October 03, 2005

AA For Whites

I've been reading Ira Katznelson's new book, When Affirmative Action Was White, which revisits the affirmative-action debate in a rather novel fashion, by arguing that many New Deal and post-WWII federal policies benefited whites almost exclusively during the 1930s, 40s, and 50s. Hence the title. Programs like the GI Bill, however well-meaning in theory, created in practice "a massive transfer of privilege to white Americans." It's a surprisingly engaging book, all told, and I'd recommend it. Nevertheless, in a Commentary review, Dan Seligman argues that Katznelson's thesis shouldn't imply that "reverse" affirmative action, directed at African-Americans, is a necessary and appropriate response:
A related problem is the considerable amount of time that has elapsed between the grievances Katznelson cites and the future remedy he proposes. How, in particular, are specific injuries to identifiable victims today to be traced back to the 1930's and 40's? In describing the workings of this and other features of his program—an exercise relegated to the book’s final three pages—Katznelson becomes noticeably blurry. One possibility, he suggests, would be grants to individuals whose parents or grandparents were harmed.

A "less administratively burdensome" possibility would be "assertive federal policies" designed to help those "poor Americans who face conditions produced by the constellation of patterns of eligibility and administration the South placed inside the most important New Deal and Fair Deal programs." "Constellation of patterns"? This seems a long way from specificity.
This sort of argument gets tossed around a lot. A related complaint, equally silly, is the idea that, say, a Korean immigrant "fresh off the boat" shouldn't have to pay for injustices committed by mostly-dead white Americans. Well, true. But that's not the point! No policy on earth, as far as I know, could possible remedy past injuries to specific and identifiable people; it's just too difficult. Katznelson's framing this all wrong. The choice isn't between atoning for past wrongs and failing to do so (or doing so in an equally unjust manner). The choice here is between a world in which whites have a disproportionate advantage in life, and a world in which that advantage is somewhat lessened. As Katznelson shows, past policies have created the first type of world; race-based affirmative action, insofar as it works, aims for the second. It's not perfect by any means, but unless someone can come up with a better alternative, it's the best option available.

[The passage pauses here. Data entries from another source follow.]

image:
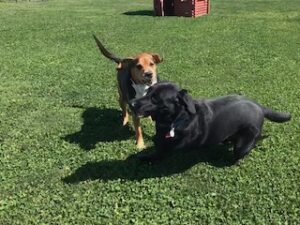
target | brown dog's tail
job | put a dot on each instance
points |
(105, 52)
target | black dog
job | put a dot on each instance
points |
(183, 123)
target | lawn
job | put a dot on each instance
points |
(63, 151)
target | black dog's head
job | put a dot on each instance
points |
(163, 102)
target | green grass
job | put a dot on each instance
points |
(62, 147)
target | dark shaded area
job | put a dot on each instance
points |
(133, 169)
(100, 125)
(139, 13)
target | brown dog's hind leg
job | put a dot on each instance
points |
(138, 132)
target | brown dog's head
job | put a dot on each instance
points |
(143, 68)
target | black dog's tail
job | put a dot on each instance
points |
(105, 52)
(278, 117)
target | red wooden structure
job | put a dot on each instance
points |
(191, 8)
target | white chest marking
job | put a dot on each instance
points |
(140, 89)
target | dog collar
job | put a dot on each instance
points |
(171, 133)
(178, 124)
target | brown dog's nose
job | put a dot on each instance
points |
(148, 75)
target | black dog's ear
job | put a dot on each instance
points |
(187, 101)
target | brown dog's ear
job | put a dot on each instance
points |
(124, 63)
(187, 101)
(157, 59)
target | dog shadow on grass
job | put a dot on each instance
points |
(139, 13)
(134, 170)
(100, 125)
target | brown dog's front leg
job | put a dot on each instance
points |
(138, 132)
(123, 106)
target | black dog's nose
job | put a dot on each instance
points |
(148, 75)
(132, 103)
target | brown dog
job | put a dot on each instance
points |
(135, 75)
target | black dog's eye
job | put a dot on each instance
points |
(154, 99)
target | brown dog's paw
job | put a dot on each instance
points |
(140, 145)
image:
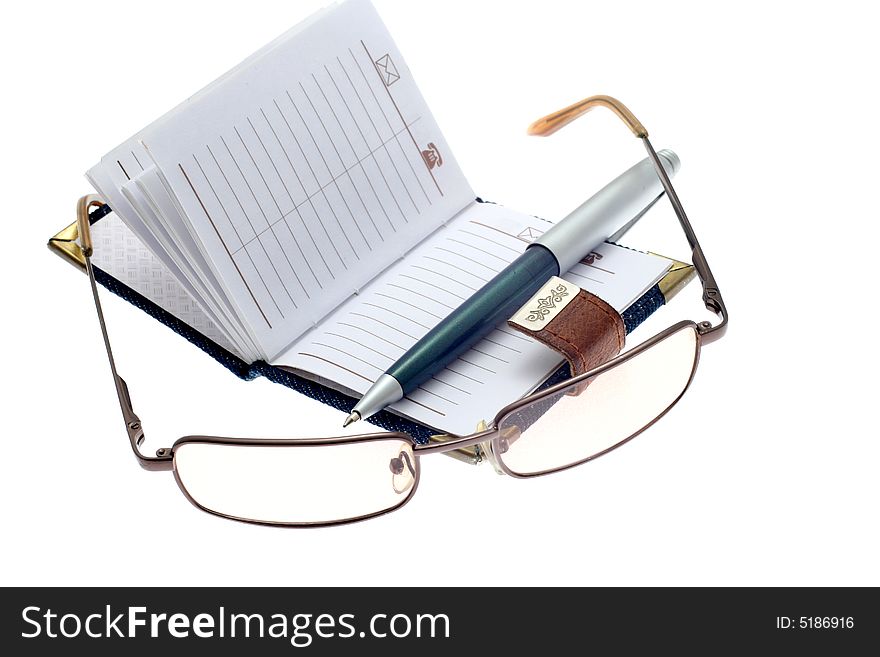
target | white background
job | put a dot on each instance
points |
(766, 473)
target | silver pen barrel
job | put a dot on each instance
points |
(607, 211)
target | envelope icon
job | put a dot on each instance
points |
(530, 234)
(387, 70)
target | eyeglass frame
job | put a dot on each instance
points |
(492, 440)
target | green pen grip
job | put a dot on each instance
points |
(473, 320)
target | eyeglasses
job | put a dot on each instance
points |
(327, 481)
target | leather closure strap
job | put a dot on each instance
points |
(583, 328)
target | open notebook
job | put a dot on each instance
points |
(305, 210)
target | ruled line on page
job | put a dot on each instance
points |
(400, 114)
(388, 123)
(334, 181)
(371, 153)
(220, 237)
(245, 245)
(376, 130)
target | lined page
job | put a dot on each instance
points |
(365, 336)
(305, 172)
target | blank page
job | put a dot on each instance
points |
(363, 338)
(301, 174)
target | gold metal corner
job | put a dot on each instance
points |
(64, 243)
(675, 280)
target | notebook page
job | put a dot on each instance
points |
(364, 337)
(136, 210)
(306, 172)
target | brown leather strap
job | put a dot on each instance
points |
(583, 328)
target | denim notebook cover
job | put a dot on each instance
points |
(632, 317)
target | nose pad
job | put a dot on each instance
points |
(403, 473)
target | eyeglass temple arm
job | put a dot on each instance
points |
(711, 294)
(163, 458)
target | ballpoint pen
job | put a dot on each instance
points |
(611, 211)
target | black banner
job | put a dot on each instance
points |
(400, 620)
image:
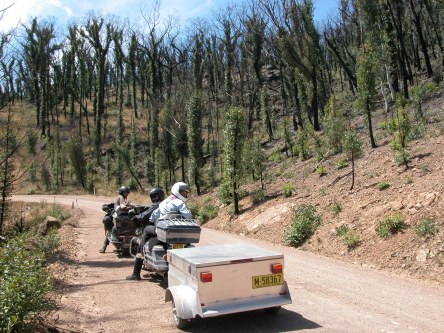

(And as far as I can tell, income-based affirmative action just isn't always a good substitute. Even if racism didn't exist anymore, just note that among families making under $15,000 a year, roughly 40 percent are black while 17 percent are white. But the wealth disparity between races is considerable: whites with incomes under $15,000 have an average net worth of $63,836; blacks have an average net worth of $16,152, putting the former in a much better position to take advantage of income-based affirmative action. [Wealth-based AA, in turn, seems harder to pull off.] See this post, and this paper, for the statistics. On the other hand, Ross Douthat makes the point that elite colleges, for instance, could stand to attract more low-income students of all colors. Very true. Again, I would never say race-based AA is perfect, but it seems to do better than the alternatives.)